Nah, untuk takdir mubram yaitu takdir yang tidak bisa diubah ini menjadi ranahnya Allah. Hanya Allah yang punya hak mutlak atas takdir tersebut. Contohnya, orang yang terlahir dengan jenis kelamin laki-laki dan perempuan, orang yang terlahir dengan kulit hitam, sawo matang, putih, orang yang terlahir di daerah atau negara A,B,C,D, dan sebagainya. Artinya kita tidak bisa memilih mau dilahirkan seperti apa dan dimana, karena itu kuasanya Allah. Allah yang punya hak untuk menentukan hal tersebut.
Dari penjelasan tadi kita bisa simpulkan bahwa takdir itu adalah bagian dari keimanan. Maka orang Islam wajib mengimani takdir. Namun, kita juga perlu tahu bagaimana memahami takdir yang terjadi di kehidupan kita.
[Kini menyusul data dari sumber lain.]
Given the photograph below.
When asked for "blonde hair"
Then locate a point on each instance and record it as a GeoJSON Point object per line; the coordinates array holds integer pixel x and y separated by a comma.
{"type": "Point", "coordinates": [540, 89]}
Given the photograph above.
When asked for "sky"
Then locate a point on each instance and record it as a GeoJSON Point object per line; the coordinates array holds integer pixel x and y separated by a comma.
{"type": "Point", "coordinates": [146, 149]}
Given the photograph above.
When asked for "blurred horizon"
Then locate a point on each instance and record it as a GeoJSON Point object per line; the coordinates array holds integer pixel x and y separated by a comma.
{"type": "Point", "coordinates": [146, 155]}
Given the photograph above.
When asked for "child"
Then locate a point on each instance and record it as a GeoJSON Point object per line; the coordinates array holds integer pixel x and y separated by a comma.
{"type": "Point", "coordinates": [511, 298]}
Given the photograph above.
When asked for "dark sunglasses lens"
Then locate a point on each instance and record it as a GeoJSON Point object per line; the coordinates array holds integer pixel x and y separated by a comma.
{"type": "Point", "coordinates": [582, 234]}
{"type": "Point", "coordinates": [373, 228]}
Di dalam takdir ada ranah (wilayah) yang hanya Allah yang tahu dan tidak bisa dikompromikan. Namun, ada juga ranah yang bisa diusahakan dengan ikhtiar. Sesuatu yang bisa diikhtiarkan maka itulah yang bisa kita kendalikan dan kita hanya fokus kepada hal tersebut. Sementara sesuatu yang sudah mutlak itu hanya Allah yang bisa mengendalikannya.